D’une part, elles ont toutes une forte culture de banque universelle qui les a
déjà aguerries à la vente de produits relativement éloignés de leur métier
historique, les financements traditionnels : assurances, épargne ou autres
produits non bancaires contribuent déjà à une part non marginale des
revenus des banques en France, ce qui reste un cas à part dans l’industrie
bancaire mondiale. D’autre part, elles ont également en commun d’avoir
pris l’habitude de mutualiser certaines fonctions, comme par exemple
l’assurance emprunteur dans le crédit immobilier – au sein de Crédit
Logement – dans le seul but de fournir une prestation d’assurance à leurs
clients à un prix bien inférieur au prix qui serait facturé si chaque
emprunteur devait prendre une assurance individuelle. De ce point de vue,
demander à un banquier de veiller à l’intérêt ultime de son client nous
semble être une opération plus facile à mettre en œuvre en France qu’aux
États-Unis.
Nous en conviendrons, le défi réel porte donc d’abord sur leur capacité à
transformer une approche avant tout basée sur des produits vendus à une
clientèle en une expertise capable de composer les meilleures solutions
individualisées qui permettront de s’assurer la fidélité de chaque client.

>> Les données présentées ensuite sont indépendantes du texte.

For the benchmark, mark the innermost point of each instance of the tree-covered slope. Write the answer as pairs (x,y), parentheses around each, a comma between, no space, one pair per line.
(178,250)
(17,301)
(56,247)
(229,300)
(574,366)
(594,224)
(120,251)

Nous sommes confiants que la plupart des banques en France sauront
relever ce défi. Le risque majeur en France, est que pour certaines banques,
ce bouleversement est de nature à remettre en cause la garantie dont elles
bénéficient encore actuellement dans un système où il suffit de vendre un
prêt à taux bonifié pour garder un client. Sauront-elles renoncer aux
bénéfices à court terme de cette rente ? L’avenir le dira. Ce qui en tout état
de cause nous semble certain, c’est que pour celles d’entre elles qui
refuseront – ou plutôt qui échoueront à s’adapter à – ce nouveau paradigme,
les temps sont comptés. Combien de Google, Apple, Facebook ou autres
Orange, ont déjà affiché leur appétit pour développer des services financiers
connexes à leurs métiers originels.
La banque de demain est donc à construire. Les raisons de la crise ont été
comprises et les leçons ont été apprises. Les mécanismes de protection et de
résolution ont été mis en place. Ces contraintes nouvelles mais nécessaires
sont autant de difficultés supplémentaires pour les banques et les banquiers.
La tentation de desserrer l’étreinte est grande mais au fond tout le monde
sait que des changements profonds déjà engagés doivent se poursuivre et
sont désormais urgents. Construire la banque de demain est de la
responsabilité des dirigeants de banque et de leurs équipes. Il est à présent
urgent de passer du discours à la réalité. La banque est un secteur trop
important dans l’économie toute entière et au-delà pour ne pas s’engager
résolument dans une grande transformation. Cela fait exactement 10 ans
que les premiers signaux de la crise se sont manifestés ! Depuis, beaucoup a
été fait en dehors et à l’intérieur des banques, mais beaucoup de problèmes
structurels ne sont toujours pas résolus. Des montants considérables de
créances douteuses dont une partie ne sera probablement jamais
remboursée, de grands établissements fragilisés et insuffisamment
capitalisés, une courbe de taux d’intérêt défavorable et une rentabilité qui
continue de baisser autant de questions qui attendent des réponses. Des
coûts bien trop élevés qu’il va falloir réduire vraiment et significativement.
Et enfin des clients insatisfaits, avec une confiance limitée et des
institutions qui attendent des banques qu’elles prennent leurs
responsabilités et leur avenir en main. Cet avenir, beaucoup d’analyses, de
débats, de temps passé ont permis de le définir et de le préparer. À présent il
est grand temps de le mettre en œuvre, et c’est urgent.